Thanks to journals I've kept over the years, I know much more than I ever could have remembered without them. As you can probably tell from my blog, I haven't been the most faithful journaler—and I wish I'd done better. It got worse with the advent of email, online forums, and social networking, and now it's to the point where the majority of my journal entries are copied and pasted from emails to close friends. But those entries will still be able to jog my memory someday.
This weekend I ran across my gardening journal from 1982-84. Like a lot of journals started by a lot of people, this one petered out after a while.

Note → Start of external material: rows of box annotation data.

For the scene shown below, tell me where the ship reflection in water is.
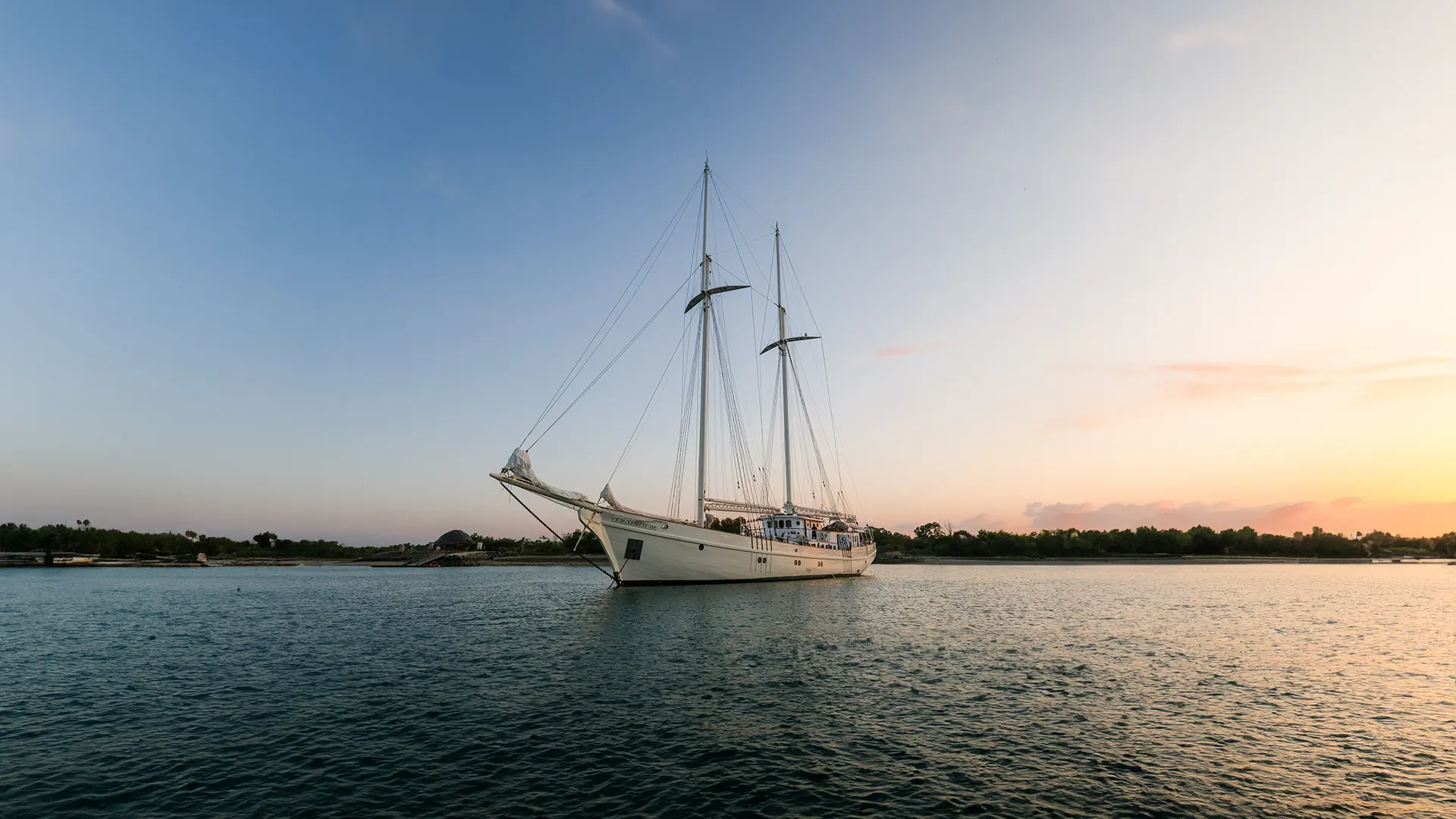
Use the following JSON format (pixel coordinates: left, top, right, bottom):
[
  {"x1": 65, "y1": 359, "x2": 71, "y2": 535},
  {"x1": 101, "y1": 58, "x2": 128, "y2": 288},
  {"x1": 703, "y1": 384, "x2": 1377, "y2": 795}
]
[{"x1": 0, "y1": 566, "x2": 1456, "y2": 819}]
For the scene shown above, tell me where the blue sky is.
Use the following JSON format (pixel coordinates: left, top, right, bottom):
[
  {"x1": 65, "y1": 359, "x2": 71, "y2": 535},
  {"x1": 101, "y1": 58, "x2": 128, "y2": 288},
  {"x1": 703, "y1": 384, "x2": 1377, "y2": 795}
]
[{"x1": 0, "y1": 0, "x2": 1456, "y2": 544}]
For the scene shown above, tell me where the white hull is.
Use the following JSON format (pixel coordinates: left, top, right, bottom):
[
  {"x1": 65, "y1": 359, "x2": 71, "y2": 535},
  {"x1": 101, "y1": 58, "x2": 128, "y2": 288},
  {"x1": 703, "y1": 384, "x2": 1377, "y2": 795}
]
[{"x1": 492, "y1": 475, "x2": 875, "y2": 586}]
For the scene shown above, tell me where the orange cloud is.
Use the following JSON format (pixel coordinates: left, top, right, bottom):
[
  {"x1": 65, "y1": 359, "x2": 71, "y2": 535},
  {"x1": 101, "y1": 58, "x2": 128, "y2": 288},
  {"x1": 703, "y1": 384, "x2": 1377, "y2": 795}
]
[{"x1": 1016, "y1": 497, "x2": 1456, "y2": 538}]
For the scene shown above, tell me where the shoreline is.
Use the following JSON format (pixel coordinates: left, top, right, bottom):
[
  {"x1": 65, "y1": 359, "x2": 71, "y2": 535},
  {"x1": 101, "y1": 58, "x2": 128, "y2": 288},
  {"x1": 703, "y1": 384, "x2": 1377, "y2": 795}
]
[{"x1": 0, "y1": 555, "x2": 1456, "y2": 568}]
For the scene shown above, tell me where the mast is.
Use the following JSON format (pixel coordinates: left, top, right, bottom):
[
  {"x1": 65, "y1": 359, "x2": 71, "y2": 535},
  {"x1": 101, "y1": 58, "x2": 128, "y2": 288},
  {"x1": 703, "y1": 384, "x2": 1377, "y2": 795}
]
[
  {"x1": 698, "y1": 158, "x2": 712, "y2": 526},
  {"x1": 774, "y1": 218, "x2": 793, "y2": 514}
]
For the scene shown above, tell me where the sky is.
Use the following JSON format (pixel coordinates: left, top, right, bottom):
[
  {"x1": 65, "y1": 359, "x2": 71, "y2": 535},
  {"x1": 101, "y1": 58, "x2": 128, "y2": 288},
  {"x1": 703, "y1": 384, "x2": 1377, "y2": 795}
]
[{"x1": 0, "y1": 0, "x2": 1456, "y2": 545}]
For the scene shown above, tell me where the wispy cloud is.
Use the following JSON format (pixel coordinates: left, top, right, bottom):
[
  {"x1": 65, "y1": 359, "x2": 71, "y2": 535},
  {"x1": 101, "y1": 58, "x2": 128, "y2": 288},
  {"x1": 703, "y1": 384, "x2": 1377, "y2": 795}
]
[
  {"x1": 1050, "y1": 356, "x2": 1456, "y2": 428},
  {"x1": 590, "y1": 0, "x2": 673, "y2": 58},
  {"x1": 871, "y1": 345, "x2": 929, "y2": 359},
  {"x1": 1019, "y1": 497, "x2": 1456, "y2": 536},
  {"x1": 1163, "y1": 22, "x2": 1252, "y2": 54}
]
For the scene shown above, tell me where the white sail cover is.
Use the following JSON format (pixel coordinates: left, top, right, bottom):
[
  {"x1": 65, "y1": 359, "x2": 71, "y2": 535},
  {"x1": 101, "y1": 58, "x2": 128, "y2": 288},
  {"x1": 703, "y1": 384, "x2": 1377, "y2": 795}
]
[
  {"x1": 504, "y1": 447, "x2": 587, "y2": 503},
  {"x1": 601, "y1": 484, "x2": 646, "y2": 514}
]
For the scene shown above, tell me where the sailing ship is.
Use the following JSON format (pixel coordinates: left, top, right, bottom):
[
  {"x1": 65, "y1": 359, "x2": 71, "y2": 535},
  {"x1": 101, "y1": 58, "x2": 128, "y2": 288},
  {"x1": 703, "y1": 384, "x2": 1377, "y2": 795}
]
[{"x1": 491, "y1": 162, "x2": 877, "y2": 586}]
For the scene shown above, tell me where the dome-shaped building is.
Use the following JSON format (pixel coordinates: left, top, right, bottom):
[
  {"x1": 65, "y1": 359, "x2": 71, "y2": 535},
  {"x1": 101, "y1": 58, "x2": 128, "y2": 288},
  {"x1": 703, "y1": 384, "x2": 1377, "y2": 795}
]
[{"x1": 435, "y1": 529, "x2": 479, "y2": 552}]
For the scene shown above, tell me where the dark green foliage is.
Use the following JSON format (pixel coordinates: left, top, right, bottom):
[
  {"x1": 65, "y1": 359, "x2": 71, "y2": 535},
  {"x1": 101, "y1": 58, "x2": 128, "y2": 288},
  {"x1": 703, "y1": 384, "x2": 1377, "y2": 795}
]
[
  {"x1": 871, "y1": 523, "x2": 1456, "y2": 560},
  {"x1": 708, "y1": 517, "x2": 748, "y2": 535}
]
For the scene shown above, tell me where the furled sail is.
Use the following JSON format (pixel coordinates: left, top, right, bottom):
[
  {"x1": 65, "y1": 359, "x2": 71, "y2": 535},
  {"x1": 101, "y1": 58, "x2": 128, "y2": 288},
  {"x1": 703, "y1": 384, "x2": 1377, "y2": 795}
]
[{"x1": 502, "y1": 447, "x2": 587, "y2": 503}]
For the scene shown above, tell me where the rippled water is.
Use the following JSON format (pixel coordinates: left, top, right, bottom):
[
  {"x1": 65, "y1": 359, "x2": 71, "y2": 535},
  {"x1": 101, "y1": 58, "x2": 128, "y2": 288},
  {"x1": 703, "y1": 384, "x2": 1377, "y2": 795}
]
[{"x1": 0, "y1": 566, "x2": 1456, "y2": 817}]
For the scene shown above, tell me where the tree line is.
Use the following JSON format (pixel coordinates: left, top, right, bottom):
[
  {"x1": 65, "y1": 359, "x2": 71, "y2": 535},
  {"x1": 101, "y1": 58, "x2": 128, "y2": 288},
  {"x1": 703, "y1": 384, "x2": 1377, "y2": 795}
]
[
  {"x1": 871, "y1": 523, "x2": 1456, "y2": 560},
  {"x1": 0, "y1": 520, "x2": 601, "y2": 560}
]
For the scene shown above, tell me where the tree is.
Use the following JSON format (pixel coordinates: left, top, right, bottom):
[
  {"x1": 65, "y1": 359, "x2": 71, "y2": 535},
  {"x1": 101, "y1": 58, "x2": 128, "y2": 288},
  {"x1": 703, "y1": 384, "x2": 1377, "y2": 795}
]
[{"x1": 915, "y1": 522, "x2": 945, "y2": 541}]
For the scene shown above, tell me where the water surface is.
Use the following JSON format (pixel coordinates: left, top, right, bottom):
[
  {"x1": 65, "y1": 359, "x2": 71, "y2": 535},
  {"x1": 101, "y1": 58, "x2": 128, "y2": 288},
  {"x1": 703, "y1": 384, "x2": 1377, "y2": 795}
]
[{"x1": 0, "y1": 566, "x2": 1456, "y2": 817}]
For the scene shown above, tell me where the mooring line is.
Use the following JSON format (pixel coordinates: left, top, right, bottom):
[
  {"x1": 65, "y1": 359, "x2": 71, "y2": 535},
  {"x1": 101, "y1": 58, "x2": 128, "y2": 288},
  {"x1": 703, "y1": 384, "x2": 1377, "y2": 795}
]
[{"x1": 500, "y1": 484, "x2": 622, "y2": 586}]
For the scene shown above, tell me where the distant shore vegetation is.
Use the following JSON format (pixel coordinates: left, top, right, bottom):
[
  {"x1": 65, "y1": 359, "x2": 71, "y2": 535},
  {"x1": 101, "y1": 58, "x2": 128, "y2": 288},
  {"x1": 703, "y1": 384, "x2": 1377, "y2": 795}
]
[
  {"x1": 0, "y1": 520, "x2": 601, "y2": 560},
  {"x1": 0, "y1": 519, "x2": 1456, "y2": 560},
  {"x1": 871, "y1": 523, "x2": 1456, "y2": 560}
]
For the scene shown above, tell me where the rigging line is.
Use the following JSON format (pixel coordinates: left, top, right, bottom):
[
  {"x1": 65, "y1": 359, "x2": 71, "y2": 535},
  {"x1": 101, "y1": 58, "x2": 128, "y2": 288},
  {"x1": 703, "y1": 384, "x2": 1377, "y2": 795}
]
[
  {"x1": 779, "y1": 236, "x2": 824, "y2": 335},
  {"x1": 818, "y1": 334, "x2": 864, "y2": 506},
  {"x1": 789, "y1": 356, "x2": 837, "y2": 512},
  {"x1": 714, "y1": 309, "x2": 757, "y2": 501},
  {"x1": 607, "y1": 317, "x2": 687, "y2": 485},
  {"x1": 500, "y1": 484, "x2": 622, "y2": 586},
  {"x1": 714, "y1": 174, "x2": 774, "y2": 224},
  {"x1": 714, "y1": 179, "x2": 772, "y2": 460},
  {"x1": 521, "y1": 174, "x2": 699, "y2": 443},
  {"x1": 667, "y1": 313, "x2": 701, "y2": 519},
  {"x1": 708, "y1": 230, "x2": 774, "y2": 255},
  {"x1": 526, "y1": 266, "x2": 693, "y2": 449}
]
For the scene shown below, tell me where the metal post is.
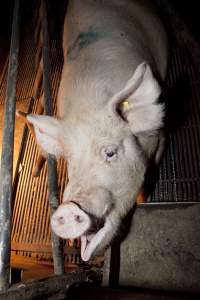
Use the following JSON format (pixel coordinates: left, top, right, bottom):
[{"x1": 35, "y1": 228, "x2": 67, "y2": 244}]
[
  {"x1": 42, "y1": 0, "x2": 64, "y2": 275},
  {"x1": 0, "y1": 0, "x2": 20, "y2": 291}
]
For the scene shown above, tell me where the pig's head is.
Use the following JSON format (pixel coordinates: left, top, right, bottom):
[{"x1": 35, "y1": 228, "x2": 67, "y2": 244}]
[{"x1": 28, "y1": 63, "x2": 163, "y2": 261}]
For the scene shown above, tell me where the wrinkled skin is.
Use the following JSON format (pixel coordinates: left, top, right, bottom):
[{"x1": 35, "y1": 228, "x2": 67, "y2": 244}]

But I was interested to read several of the entries.
In 1983 I put the following in the freezer: 14 quarts of spinach, 53 quarts of broccoli, 11 heads of cauliflower, 10 pints of peas, 30 quarts of green beans, 2 quarts of cherries, 6 quarts of peaches, 5 quarts of corn, 25 quarts of tomatoes, 1 quart of Swiss chard, and 33 quarts of applesauce.
That same year, I planted 10 different Asiatic lilies. I also wrote at length about my nicotiana, poppies, day lilies, veronica, statice, balsam, delphiniums, monardas, strawflowers (I said the strawflowers looked "troubled"), tall dahlias, dwarf dahlias, zinnias, hollyhocks, herbs, coreopsis, anchusa, Futura impatiens (whatever happened to that variety, anyway?), gaillardia, tithonia, and wallflowers. The following year I got much more heavily into perennials.
Oh, and I mention that my children were 10, 8, and 5 years old? And that I sewed a lot of their clothes? And cooked three meals a day (from scratch) every day? I'm exhausted just reading this.
But the best thing I learned from reading the journal concerned a good deed I did for an elderly flower gardener. Here's the entry:
Last year I planted a few of my leftovers for Mrs. Reynolds, whose heart condition had prevented her from growing any new flowers. I brought over nicotiana, marigolds, and delphiniums, and planted them in her garden. This year I started some seeds especially for her: "Inca" marigolds, "Kablouna" calendulas, and "Domino" dwarf nicotianas.
I didn't know much about Mrs. Reynolds' family back then. I didn't know, for instance, that she had a one-year-old great-granddaughter who would grow up to marry my son.